Matt comes home just before its done. Says all those things boy-men say about scents and starving and best-moms-in-the-world. And I smile real big. My boy. I made it for my boy.

He doesn’t know about the shriveled skins and blackened holes. Those are gone now, washed away down deep. He tastes the beauty of my artistry, relishing each bite as my love to him. Mom’s love.

And so, dear girls, does He. My Father- yours!

He mixes and He adds and He knows just how. Then He jumbles it all ‘round and you don’t know why.

But He does. He really does.

Then the heat hurts bad. And you hear and you feel and you ache as you melt. And He watches close just then. The Master at work. Hoping, looking, checking again and again.

And someday, dear girls-of-my-heart, He’ll pull you out all warm and soft and sweet again.

He’ll make you what you never could have been before. A gift. A grace.

A love from Him to someone.

From my heart,

Diane

For I am confident of this very thing,

That He who began a good work in you will perfect it until the day of Christ Jesus.

For it is only right for me to feel this way about you all,

Because I have you in my heart… you are all partakers of grace with me.

For God is my witness how I long for you all with the affection of Christ Jesus.

And this I pray, that your love may abound still more and more in real knowledge and all discernment, so that you may approve the things that are excellent, in order to be sincere and blameless until the day of Christ; having been filled with the fruit of righteousness which comes through Jesus Christ, to the glory and praise of God.

Philippians 1:6-11

AN IMPOSSIBLE OBSTACLE

“And the angel of the Lord…

came…

and sat upon it.”

Matthew 28:2

(source)

The stone stood in silent sentinel across the cave. On the other side, or so she thought, lay Jesus.  Her Lord.  And wrapped up with Him lay all her shattered hopes and dreams. Dead.

She’d come to say good-bye. Farewell to faith.

She’d come to grieve. To let go of the hope that had held her in such wild expectation every time He talked.

It was over now.

Best she be done with it and cope with reality… deal with drudgery… face her future…

But that stone blocked her way.

Falling to the ground in a heap of defeated despair, pulling her knees tight against her chest, she rocked back and forth, back and forth as her sobs filled the early morning air.

Why… Was… Life… So… Hard…?

Waves of grief shook her. Years of hurt overwhelmed her reason, spilling out upon the unyielding realities of that stone. There was nothing to do but die.

Somewhere in the peripheral of her mind she sensed movement, but her sorrow was too great to stop and listen. But there.

A sound.

A scrape.

Was that a cough?

Her sobs slowed, again a noise.

Fear froze her.  Oh no, what now?

Slowly, hesitantly, as if she could wait away the next disaster, she looked up.

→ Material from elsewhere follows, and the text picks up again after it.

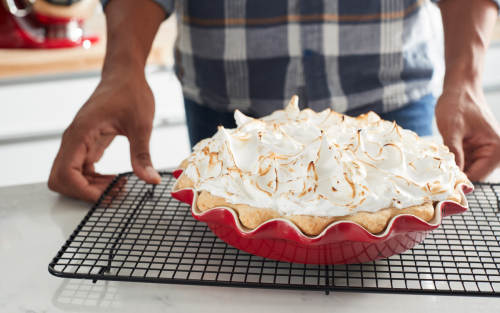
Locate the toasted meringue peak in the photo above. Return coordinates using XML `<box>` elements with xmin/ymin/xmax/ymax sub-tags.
<box><xmin>234</xmin><ymin>110</ymin><xmax>255</xmax><ymax>128</ymax></box>
<box><xmin>185</xmin><ymin>96</ymin><xmax>462</xmax><ymax>217</ymax></box>
<box><xmin>284</xmin><ymin>95</ymin><xmax>300</xmax><ymax>119</ymax></box>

An angel sitting on the stone, that… gargantuan… immovable… uncontrollable mountain of impossibilities.

And the stone was moved.

Just like that.

Is a stone blocking your way to life?  To peace?  To joy?  Have you worn yourself out trying to push it away?  Exhausted your soul trying everything to change your circumstances?  Are you sweaty and angry and defeated and discouraged?  Have you lost hope?

Sit still awhile. Sit at the tomb of your tomorrows and let yourself grieve what might have been.  Should have been.  Cry it all out.

And when you’re done, listen… shhh… quiet… be still…

In the ashes of your grief, in the failure of your fantasies of how life ought to be, sits Jesus. In dazzling white He sits atop that stone… immune to impossibilities… with a different idea of the ideal.

And while you’re there, let Him fill you with His hope and His dreams.  Let Him store those tears away, pack up your past, relinquish your regrets, and give you… a new start, a new life… a renewed hope…

After all, He rolled away that stone.